# Hunter SRC "Run" function resets to display date and doesnt Run



## ksk2175 (May 23, 2020)

Controller is a Hunter SRC 9 zone indoor controller with AC and battery backup. The controller has good power, good fuse, and good battery. Date is displayed on the controller display. When I try to manually run single or all stations and put in the run time then return the control dial to 'Run' to start the manual run of zones, it defaults back to the date display and does not activate the any station or even try to. Tried to use the 'one-touch' manual start procedure also and zone 1 with run time of 10min starts to flash, then resets back to the date and doesn't continue to run any program or zone. The standard program doesn't run at the given time either.

Here is what I have done so far:
Reset the controller using the reset procedure (disconnect all power, wait a few minutes, depress + - & > keys and reconnect. AC) and re-entered the date, time, etc... also re-programmed the watering cycle programs. Checked the fuse with a multi-meter and was good. Checked the voltage coming from the AC at the terminal and it was good, replaced the battery.
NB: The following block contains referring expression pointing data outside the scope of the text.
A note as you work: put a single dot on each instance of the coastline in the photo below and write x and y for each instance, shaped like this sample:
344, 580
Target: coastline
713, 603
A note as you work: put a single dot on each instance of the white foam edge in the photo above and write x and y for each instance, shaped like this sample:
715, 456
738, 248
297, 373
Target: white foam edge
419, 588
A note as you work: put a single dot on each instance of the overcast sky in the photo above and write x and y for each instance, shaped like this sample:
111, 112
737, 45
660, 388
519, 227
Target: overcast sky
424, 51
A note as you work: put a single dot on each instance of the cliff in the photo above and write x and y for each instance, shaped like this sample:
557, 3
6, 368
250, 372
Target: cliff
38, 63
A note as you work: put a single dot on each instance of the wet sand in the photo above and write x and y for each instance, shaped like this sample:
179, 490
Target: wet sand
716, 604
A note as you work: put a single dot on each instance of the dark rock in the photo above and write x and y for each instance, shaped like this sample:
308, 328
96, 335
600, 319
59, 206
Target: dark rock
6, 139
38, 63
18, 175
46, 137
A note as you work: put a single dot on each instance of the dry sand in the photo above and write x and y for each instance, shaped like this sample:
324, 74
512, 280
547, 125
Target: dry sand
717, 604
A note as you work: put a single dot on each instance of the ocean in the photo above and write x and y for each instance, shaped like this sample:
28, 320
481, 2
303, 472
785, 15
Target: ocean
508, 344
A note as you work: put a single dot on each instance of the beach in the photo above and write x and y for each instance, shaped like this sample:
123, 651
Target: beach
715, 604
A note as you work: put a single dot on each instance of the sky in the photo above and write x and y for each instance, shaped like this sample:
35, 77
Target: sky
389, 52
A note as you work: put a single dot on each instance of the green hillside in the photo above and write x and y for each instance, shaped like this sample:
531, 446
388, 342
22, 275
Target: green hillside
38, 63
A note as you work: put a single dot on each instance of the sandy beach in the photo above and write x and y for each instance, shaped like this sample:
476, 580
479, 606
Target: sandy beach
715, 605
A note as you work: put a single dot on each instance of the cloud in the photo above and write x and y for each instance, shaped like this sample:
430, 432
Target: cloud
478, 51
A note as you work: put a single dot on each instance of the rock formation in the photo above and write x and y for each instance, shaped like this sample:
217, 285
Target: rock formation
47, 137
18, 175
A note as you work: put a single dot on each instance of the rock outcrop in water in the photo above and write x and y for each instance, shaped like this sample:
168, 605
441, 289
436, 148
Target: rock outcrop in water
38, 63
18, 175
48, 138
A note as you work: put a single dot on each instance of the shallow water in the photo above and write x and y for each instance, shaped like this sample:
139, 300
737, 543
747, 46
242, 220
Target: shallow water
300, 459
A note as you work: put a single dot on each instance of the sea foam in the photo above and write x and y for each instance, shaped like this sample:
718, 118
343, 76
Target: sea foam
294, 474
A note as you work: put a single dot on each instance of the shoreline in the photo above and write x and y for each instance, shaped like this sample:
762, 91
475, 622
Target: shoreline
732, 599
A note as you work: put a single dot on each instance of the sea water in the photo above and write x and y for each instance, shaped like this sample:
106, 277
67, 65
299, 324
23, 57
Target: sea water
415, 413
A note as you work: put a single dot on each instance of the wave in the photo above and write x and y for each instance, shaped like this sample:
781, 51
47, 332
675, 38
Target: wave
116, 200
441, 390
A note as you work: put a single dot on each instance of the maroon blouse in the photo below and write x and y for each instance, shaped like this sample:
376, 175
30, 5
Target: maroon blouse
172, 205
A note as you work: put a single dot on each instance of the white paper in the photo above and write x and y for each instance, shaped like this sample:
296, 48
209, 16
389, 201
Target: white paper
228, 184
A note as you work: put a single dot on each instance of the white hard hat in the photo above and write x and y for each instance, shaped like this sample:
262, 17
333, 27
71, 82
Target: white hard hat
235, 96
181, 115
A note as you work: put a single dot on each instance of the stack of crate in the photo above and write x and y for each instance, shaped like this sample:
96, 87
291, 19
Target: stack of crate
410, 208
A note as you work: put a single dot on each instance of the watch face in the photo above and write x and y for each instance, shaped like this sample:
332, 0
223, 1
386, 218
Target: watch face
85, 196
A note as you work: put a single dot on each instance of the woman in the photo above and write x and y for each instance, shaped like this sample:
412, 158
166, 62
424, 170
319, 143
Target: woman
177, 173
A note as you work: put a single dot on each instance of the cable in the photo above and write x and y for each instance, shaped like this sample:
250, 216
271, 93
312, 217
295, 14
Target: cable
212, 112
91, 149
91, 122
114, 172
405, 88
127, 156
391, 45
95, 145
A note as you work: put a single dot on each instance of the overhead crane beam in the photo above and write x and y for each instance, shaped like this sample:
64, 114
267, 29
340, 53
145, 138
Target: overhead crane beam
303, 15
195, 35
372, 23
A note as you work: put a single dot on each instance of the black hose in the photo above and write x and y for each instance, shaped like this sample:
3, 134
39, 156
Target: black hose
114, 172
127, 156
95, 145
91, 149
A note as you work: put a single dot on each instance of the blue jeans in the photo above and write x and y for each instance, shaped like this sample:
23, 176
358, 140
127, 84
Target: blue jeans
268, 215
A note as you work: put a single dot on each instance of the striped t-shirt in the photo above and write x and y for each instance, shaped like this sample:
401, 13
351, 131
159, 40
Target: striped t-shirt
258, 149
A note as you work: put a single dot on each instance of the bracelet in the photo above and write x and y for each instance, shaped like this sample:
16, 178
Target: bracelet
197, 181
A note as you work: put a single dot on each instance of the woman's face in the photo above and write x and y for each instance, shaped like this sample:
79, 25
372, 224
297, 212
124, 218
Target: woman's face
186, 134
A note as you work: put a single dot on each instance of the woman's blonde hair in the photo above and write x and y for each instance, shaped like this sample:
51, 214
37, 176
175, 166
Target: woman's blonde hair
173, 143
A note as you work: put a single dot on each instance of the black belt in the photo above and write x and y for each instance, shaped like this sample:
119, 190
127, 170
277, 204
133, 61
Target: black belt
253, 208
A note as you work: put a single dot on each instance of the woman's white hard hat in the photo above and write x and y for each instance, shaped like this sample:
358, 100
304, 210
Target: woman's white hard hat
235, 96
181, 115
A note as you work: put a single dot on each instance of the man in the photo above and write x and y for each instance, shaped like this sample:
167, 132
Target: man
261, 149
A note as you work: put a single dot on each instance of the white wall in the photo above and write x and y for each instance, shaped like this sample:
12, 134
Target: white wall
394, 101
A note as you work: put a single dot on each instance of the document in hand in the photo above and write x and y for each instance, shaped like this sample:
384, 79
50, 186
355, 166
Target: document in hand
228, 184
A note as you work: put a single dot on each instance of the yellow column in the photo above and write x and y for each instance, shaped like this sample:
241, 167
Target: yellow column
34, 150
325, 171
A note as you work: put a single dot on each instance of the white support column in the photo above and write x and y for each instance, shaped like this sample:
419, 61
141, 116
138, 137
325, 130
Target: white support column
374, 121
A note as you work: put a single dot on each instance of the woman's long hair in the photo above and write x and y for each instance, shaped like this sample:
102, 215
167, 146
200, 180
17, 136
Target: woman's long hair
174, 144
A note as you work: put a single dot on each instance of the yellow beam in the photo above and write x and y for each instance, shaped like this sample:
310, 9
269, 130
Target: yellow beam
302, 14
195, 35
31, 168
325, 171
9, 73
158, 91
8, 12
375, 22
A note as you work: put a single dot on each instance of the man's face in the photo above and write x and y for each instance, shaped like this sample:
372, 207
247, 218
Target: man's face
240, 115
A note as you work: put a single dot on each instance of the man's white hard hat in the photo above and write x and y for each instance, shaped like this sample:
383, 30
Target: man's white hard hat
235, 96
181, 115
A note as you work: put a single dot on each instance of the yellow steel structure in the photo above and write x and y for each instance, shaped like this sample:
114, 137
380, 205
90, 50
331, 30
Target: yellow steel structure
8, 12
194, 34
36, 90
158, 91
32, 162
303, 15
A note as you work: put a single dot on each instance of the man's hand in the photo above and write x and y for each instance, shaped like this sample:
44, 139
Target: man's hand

I cannot check the wiring at the terminal as the instructions to do that say I need to have activated the zone to run then check to make sure the controller is sending power down to the that zones lead but I cannot get any zone to stay 'running' on the controller. Its like something is interfering with the operation of the controller. I have manually opened all the stations at the outside box and they are working. -Ken


----------